# insurance hassle



## peterpeter (Feb 24, 2008)

Thats really annoying

was with Manning UK and they used to include free track cover on a limited mileage policy (5000 a year) now they have withdrawn track cover.

Rang round this afternoon and everyone seems to be saying they are not touching GTRs...especially for track cover!!!

Any suggestions?

Really looking for a policy that has track cover even if I have to pay a small premium

thanks


----------



## Phil69 (Sep 13, 2006)

I'm with Keith Micheals and the last I knew, track cover was still available.


----------



## peterpeter (Feb 24, 2008)

cheers for that 


you were spot on.

Far better quote, no loading for a y pipe and track cover included and £300 cheaper than the previous company!!!

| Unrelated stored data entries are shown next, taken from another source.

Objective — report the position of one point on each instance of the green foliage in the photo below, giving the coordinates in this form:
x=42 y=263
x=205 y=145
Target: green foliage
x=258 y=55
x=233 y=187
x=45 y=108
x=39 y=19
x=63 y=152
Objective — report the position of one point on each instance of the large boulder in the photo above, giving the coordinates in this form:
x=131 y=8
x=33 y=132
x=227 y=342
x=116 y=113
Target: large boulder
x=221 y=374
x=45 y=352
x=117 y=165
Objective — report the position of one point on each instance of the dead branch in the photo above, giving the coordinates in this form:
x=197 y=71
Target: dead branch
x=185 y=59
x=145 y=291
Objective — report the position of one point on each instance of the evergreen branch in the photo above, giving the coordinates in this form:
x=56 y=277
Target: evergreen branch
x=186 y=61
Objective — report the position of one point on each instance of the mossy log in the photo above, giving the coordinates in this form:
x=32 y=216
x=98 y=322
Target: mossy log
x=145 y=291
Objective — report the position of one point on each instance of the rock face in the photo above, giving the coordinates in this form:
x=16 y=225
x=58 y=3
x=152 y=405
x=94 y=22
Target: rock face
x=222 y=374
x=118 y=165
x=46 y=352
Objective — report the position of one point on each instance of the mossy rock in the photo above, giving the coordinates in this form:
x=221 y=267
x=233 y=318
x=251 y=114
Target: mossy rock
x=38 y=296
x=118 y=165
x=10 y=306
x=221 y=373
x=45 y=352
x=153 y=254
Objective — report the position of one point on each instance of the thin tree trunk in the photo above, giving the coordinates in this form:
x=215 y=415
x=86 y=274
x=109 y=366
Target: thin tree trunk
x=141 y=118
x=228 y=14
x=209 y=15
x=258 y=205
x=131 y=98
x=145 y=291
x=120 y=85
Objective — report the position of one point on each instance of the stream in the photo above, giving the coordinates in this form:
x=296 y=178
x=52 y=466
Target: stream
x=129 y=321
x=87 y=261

Thank god for GTROC UK!!!!!


----------



## moleman (Jun 3, 2002)

Can I ask?

How many track days included in the price?


----------



## Phil69 (Sep 13, 2006)

Happy to help


----------



## Phil69 (Sep 13, 2006)

I'm not sure if its included in the price. Going by memory from last years renewal, track days are covered at £60 per day....I THINK!! Dont quote me on it.


----------



## peterpeter (Feb 24, 2008)

yes thats right £60 a pop, but thats really not bad at all.
Excess is 10% of the car value, but again, thats fairly normal


----------



## moleman (Jun 3, 2002)

£60 is a very good price. Is that regardless of insured value?


----------



## JOEJOETHEJOEY (Sep 20, 2009)

I don't really intend to take mine on track. I'm with Elephant at the mo, but if I was to decide to track it, what options do I have?


----------



## Zed Ed (Oct 24, 2007)

JOEJOETHEJOEY said:


> I don't really intend to take mine on track. I'm with Elephant at the mo, but if I was to decide to track it, what options do I have?


you can get stand alone trackday policies e.g. vaild for the day you go out.

I've used Pace Ward and Competition Car Insurance for my 35.

Not cheap 

Or you can just not bother


----------